In this notebook we referenced local `software/dorado.sif` and a local model tarball for simplicity.



## Submit jobs


In [None]:

%%bash
# Dry-run: print the first few expanded queue items for sanity
echo "Preview first 2 jobs:"
head -n 2 list_of_pod5_files.txt | while read -r p; do
  echo condor_submit run_dorado.sub "with ITEM=$p"
done

# Actual submission (uncomment to run on your site)
# condor_submit run_dorado.sub



## Monitor jobs


In [None]:

%%bash
# Common monitoring commands
echo "Queue summary:"
condor_q -autoformat ClusterId ProcId JobStatus RequestGPUs | head -n 20 || true

echo
echo "GPU slots overview (sample):"
condor_status -compact -constraint 'CUDACapability>=7.0' -af Name CUDACapability GPUs_Total GPUs_Allocated || true



## Inspect logs and failures

Look at `.out/.err` for Dorado error messages (e.g., model alias mismatch, no visible GPUs, CUDA driver mismatch).  


In [None]:

%%bash
# Tail a recent job's output/error (replace IDs accordingly)
# tail -n 100 logs/<CLUSTER>.<PROC>.out
# tail -n 100 logs/<CLUSTER>.<PROC>.err
echo "Replace <CLUSTER> and <PROC> with your IDs to inspect logs."



## Collect outputs

Successful jobs write BAMs into `outputs/`. You can stage these back to OSDF or keep locally for downstream steps.


In [None]:

%%bash
mkdir -p outputs
ls -lh outputs || true



## Troubleshooting

- **`Invalid CUDA device index` / `0 visible CUDA devices`**: Ensure GPU slots are selected and container sees GPUs.
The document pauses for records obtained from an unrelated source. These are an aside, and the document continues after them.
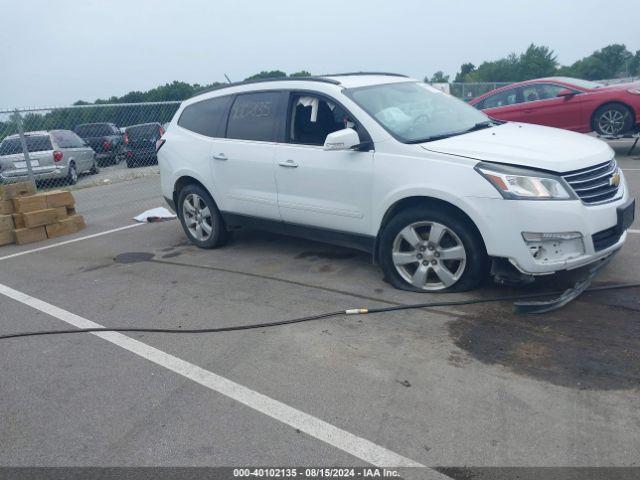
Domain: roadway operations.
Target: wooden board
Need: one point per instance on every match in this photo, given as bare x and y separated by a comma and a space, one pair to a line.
13, 190
6, 223
30, 235
41, 217
30, 204
18, 220
6, 207
60, 198
6, 237
62, 212
70, 225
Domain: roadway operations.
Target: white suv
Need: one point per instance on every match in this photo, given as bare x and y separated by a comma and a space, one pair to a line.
434, 189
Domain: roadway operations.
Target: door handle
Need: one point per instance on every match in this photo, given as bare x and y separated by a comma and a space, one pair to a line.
289, 164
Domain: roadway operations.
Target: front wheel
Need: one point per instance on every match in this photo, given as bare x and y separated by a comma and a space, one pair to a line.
432, 250
612, 120
200, 218
72, 174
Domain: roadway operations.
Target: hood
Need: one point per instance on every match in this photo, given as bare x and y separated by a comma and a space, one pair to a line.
617, 86
527, 145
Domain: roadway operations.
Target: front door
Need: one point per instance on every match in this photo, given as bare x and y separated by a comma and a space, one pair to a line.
542, 106
327, 189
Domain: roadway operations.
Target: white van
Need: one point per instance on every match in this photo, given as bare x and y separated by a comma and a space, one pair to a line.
433, 188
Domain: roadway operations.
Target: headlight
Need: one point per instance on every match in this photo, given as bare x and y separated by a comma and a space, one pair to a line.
516, 183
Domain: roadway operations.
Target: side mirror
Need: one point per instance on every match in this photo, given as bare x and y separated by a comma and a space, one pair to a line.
345, 139
566, 93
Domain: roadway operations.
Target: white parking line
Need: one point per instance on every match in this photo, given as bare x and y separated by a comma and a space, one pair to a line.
73, 240
315, 427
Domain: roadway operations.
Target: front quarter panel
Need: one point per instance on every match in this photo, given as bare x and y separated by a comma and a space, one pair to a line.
443, 177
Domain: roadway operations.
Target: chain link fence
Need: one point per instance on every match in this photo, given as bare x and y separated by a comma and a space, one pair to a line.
63, 146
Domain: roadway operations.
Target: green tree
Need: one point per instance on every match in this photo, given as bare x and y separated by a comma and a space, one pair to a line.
267, 74
465, 69
438, 77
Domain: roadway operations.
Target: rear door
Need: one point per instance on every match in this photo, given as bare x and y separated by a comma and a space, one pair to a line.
12, 161
242, 164
327, 189
542, 106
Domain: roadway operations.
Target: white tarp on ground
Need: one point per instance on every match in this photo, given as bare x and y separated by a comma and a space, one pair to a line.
155, 215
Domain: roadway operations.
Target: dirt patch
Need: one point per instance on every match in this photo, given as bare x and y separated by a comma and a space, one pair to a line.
587, 345
313, 256
133, 257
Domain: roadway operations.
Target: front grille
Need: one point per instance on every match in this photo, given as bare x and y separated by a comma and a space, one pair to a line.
594, 184
605, 238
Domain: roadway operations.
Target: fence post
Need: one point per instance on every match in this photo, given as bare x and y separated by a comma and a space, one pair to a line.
25, 151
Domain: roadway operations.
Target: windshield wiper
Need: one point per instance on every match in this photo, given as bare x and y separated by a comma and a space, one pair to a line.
480, 126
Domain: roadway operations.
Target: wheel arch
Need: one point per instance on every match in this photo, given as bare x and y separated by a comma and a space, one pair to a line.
427, 202
182, 182
612, 102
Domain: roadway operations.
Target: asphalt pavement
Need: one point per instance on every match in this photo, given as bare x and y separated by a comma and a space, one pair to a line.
471, 385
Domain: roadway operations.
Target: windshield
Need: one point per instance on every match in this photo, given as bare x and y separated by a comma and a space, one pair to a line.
147, 131
415, 112
94, 130
35, 143
579, 82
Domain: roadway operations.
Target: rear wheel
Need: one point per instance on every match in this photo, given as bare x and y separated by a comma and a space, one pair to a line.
612, 119
432, 250
95, 169
200, 218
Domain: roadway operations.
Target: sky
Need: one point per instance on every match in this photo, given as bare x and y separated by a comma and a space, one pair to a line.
55, 52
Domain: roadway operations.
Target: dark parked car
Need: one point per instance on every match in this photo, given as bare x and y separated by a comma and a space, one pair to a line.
105, 139
140, 141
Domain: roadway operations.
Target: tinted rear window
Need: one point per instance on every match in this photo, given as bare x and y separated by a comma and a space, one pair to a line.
144, 131
253, 116
36, 143
98, 130
205, 117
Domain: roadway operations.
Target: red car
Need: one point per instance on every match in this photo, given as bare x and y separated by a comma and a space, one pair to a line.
567, 103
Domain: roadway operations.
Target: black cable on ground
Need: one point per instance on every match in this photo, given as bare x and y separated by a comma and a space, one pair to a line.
354, 311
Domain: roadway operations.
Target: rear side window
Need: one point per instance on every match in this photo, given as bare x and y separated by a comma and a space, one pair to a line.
35, 143
253, 116
501, 99
147, 131
205, 117
67, 139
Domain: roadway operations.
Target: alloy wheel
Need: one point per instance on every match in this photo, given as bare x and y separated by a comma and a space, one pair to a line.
197, 217
429, 255
611, 122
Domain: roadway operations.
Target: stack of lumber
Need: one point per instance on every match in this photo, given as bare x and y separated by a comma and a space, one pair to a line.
27, 216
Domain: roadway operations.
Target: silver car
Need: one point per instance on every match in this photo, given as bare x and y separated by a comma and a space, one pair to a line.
55, 155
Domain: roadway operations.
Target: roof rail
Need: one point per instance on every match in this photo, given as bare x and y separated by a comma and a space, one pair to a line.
313, 78
349, 74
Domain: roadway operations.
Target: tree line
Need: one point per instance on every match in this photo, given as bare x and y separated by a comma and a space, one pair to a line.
612, 61
536, 61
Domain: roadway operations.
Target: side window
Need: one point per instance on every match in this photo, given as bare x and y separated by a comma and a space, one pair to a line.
500, 99
65, 139
313, 118
205, 117
253, 116
548, 90
77, 141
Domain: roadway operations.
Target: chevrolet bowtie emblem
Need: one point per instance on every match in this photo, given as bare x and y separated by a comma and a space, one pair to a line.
614, 181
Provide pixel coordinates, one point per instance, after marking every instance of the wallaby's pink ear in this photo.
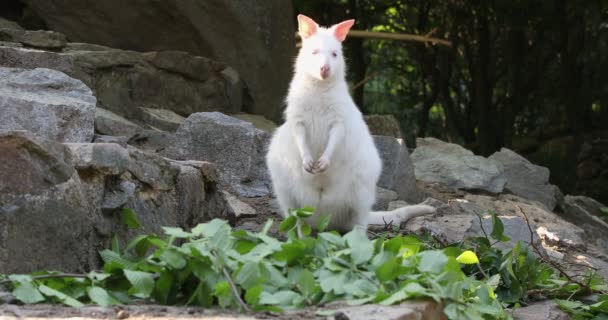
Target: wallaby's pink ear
(341, 29)
(306, 26)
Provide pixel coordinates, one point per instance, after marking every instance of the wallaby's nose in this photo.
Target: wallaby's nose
(325, 71)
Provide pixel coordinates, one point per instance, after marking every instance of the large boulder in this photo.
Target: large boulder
(37, 39)
(111, 124)
(397, 169)
(383, 125)
(46, 221)
(547, 224)
(256, 38)
(453, 166)
(236, 146)
(525, 179)
(587, 213)
(124, 81)
(61, 203)
(46, 102)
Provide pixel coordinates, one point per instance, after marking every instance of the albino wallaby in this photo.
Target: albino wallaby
(324, 156)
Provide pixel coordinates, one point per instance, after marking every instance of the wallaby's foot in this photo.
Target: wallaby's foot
(308, 164)
(322, 164)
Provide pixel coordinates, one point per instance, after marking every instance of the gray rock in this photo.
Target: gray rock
(397, 169)
(38, 39)
(453, 166)
(61, 203)
(121, 140)
(586, 213)
(541, 310)
(234, 145)
(161, 119)
(8, 24)
(460, 219)
(46, 102)
(548, 225)
(111, 124)
(45, 220)
(14, 57)
(151, 140)
(383, 125)
(237, 206)
(383, 198)
(124, 81)
(405, 310)
(257, 121)
(221, 30)
(525, 179)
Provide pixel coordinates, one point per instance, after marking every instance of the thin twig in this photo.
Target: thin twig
(398, 36)
(235, 291)
(50, 276)
(481, 226)
(547, 259)
(485, 275)
(364, 81)
(426, 39)
(305, 297)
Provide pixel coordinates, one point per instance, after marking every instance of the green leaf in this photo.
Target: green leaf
(267, 226)
(173, 258)
(305, 212)
(306, 229)
(389, 270)
(223, 294)
(163, 286)
(322, 223)
(288, 224)
(101, 297)
(468, 257)
(252, 296)
(394, 298)
(307, 283)
(393, 245)
(62, 297)
(114, 261)
(279, 298)
(115, 244)
(249, 275)
(210, 228)
(26, 292)
(332, 238)
(432, 261)
(362, 248)
(176, 232)
(129, 218)
(569, 306)
(96, 276)
(142, 283)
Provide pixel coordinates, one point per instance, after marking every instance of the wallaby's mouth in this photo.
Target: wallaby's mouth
(324, 72)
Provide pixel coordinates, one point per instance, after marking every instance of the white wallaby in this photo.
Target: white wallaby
(324, 156)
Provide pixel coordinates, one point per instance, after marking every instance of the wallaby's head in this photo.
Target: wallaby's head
(321, 54)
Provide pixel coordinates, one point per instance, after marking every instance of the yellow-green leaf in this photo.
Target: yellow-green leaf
(468, 257)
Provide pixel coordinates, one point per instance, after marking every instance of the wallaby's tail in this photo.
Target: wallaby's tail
(400, 215)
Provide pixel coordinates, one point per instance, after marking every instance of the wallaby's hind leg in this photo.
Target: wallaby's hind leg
(285, 198)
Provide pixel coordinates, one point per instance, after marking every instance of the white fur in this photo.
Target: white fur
(324, 156)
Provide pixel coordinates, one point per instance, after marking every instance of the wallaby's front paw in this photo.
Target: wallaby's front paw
(308, 164)
(322, 164)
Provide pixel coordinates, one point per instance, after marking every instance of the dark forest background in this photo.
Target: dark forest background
(531, 76)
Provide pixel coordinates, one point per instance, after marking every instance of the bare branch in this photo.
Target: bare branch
(427, 39)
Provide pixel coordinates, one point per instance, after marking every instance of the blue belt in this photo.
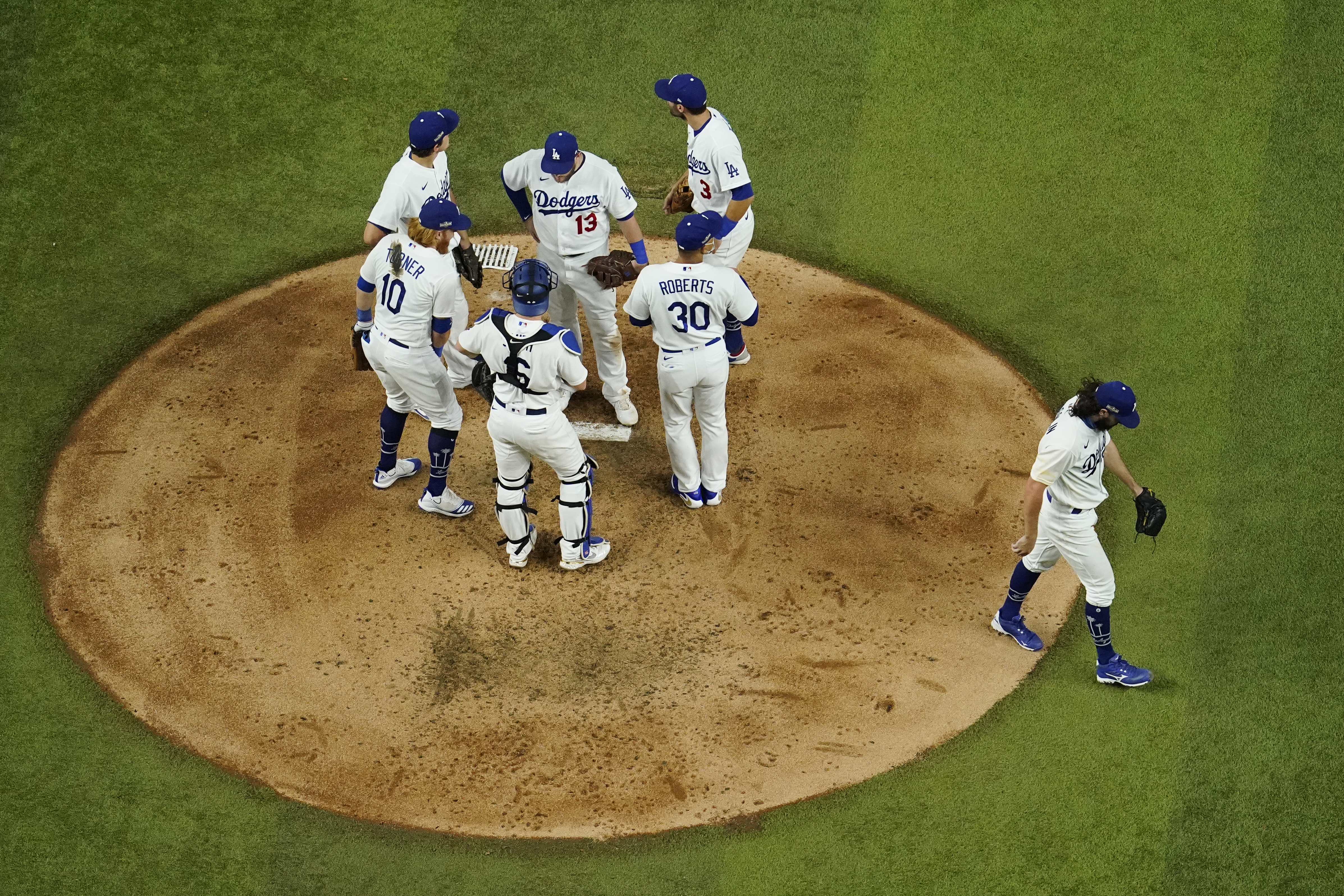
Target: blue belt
(531, 412)
(1052, 498)
(678, 351)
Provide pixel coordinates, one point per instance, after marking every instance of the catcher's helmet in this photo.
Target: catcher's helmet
(531, 283)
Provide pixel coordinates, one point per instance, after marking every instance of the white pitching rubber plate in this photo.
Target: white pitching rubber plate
(603, 432)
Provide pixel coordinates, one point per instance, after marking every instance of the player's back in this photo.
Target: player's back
(405, 301)
(687, 303)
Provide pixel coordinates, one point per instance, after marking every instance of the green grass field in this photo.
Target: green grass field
(1139, 190)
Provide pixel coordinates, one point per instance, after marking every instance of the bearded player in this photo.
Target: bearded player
(686, 301)
(573, 194)
(537, 367)
(1061, 519)
(717, 179)
(417, 292)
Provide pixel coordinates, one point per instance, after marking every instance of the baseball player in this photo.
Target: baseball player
(417, 291)
(537, 367)
(686, 301)
(1060, 519)
(573, 194)
(718, 180)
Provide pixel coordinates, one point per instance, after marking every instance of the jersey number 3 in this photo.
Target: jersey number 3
(393, 291)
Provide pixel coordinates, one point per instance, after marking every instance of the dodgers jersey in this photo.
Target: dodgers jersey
(689, 303)
(570, 218)
(543, 366)
(406, 189)
(1070, 460)
(714, 164)
(428, 287)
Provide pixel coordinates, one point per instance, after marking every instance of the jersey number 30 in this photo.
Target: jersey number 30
(698, 316)
(393, 291)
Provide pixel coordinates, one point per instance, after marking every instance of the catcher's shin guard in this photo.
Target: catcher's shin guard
(511, 508)
(577, 506)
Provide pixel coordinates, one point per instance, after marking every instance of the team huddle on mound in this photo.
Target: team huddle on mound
(412, 327)
(412, 317)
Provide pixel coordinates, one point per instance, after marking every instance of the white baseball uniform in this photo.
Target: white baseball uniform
(1070, 461)
(526, 420)
(687, 305)
(572, 228)
(714, 170)
(398, 346)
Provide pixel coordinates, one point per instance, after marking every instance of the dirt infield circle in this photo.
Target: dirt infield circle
(216, 555)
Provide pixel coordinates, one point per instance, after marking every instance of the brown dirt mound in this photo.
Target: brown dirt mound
(216, 554)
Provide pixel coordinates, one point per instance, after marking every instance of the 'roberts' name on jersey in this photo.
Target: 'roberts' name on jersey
(686, 285)
(409, 265)
(549, 205)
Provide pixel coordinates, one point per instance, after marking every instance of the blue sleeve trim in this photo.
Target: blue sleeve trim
(518, 198)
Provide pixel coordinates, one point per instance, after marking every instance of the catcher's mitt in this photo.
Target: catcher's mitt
(1152, 514)
(612, 271)
(483, 381)
(357, 344)
(468, 265)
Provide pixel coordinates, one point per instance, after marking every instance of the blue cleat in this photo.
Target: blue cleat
(1018, 630)
(1117, 672)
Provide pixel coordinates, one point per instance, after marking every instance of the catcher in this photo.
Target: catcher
(1061, 518)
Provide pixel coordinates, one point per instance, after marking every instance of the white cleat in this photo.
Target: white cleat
(592, 551)
(449, 504)
(404, 468)
(625, 412)
(519, 561)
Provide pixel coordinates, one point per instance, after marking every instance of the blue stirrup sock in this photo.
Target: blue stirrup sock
(1018, 589)
(392, 425)
(441, 444)
(1099, 624)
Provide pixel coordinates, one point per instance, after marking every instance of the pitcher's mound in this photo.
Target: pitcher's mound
(216, 553)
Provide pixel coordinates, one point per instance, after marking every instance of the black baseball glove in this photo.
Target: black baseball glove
(1152, 514)
(468, 265)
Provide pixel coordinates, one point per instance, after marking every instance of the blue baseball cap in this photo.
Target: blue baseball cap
(429, 128)
(443, 214)
(1120, 401)
(687, 91)
(558, 156)
(694, 232)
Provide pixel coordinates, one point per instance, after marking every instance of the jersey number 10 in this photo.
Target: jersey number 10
(390, 289)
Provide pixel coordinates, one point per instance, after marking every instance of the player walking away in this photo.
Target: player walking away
(419, 175)
(687, 303)
(1060, 519)
(573, 193)
(537, 369)
(417, 291)
(718, 182)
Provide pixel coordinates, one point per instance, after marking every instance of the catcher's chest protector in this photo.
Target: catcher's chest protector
(513, 374)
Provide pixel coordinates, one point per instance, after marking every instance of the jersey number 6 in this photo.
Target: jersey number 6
(698, 312)
(397, 288)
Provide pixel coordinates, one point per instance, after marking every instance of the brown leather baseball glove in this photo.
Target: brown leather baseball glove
(612, 271)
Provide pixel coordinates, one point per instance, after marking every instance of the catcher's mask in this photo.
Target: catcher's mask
(531, 283)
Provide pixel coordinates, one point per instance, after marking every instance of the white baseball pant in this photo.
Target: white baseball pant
(577, 285)
(1062, 534)
(695, 382)
(736, 244)
(415, 381)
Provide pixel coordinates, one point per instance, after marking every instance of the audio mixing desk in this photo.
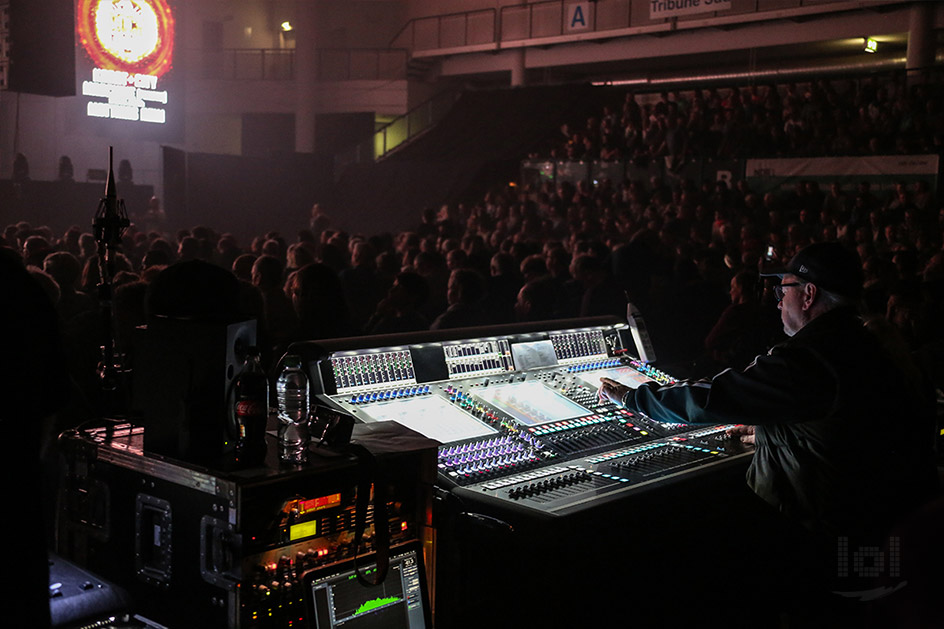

Check `CUDACapability` and `nvidia-smi` availability.
- **Model alias mismatch**: Confirm the `hac@...` / `sup@...` alias matches the model files within your tarball.
- **Large model tarball transfer**: Host the model on **OSDF** to avoid per‑job upload from submit host.
- **Throughput**: Tune `--batchsize`, `request_cpus`, and ensure enough GPU memory. Use job splitting on the POD5 granularity.



## Cleanup (optional)

Remove temporary logs or partial outputs if you are iterating frequently.


In [None]:

%%bash
# rm -rf logs/* outputs/*  # uncomment with caution
echo "Nothing deleted. Uncomment the rm lines to clean."



## Next steps

- Proceed to **read mapping** (Minimap2) using your basecalled BAM/FASTQ files.
- Optionally integrate structural variant calling (Sniffles2) as a new stage.
- Convert this workflow into a DAGMan pipeline for multi‑stage orchestration.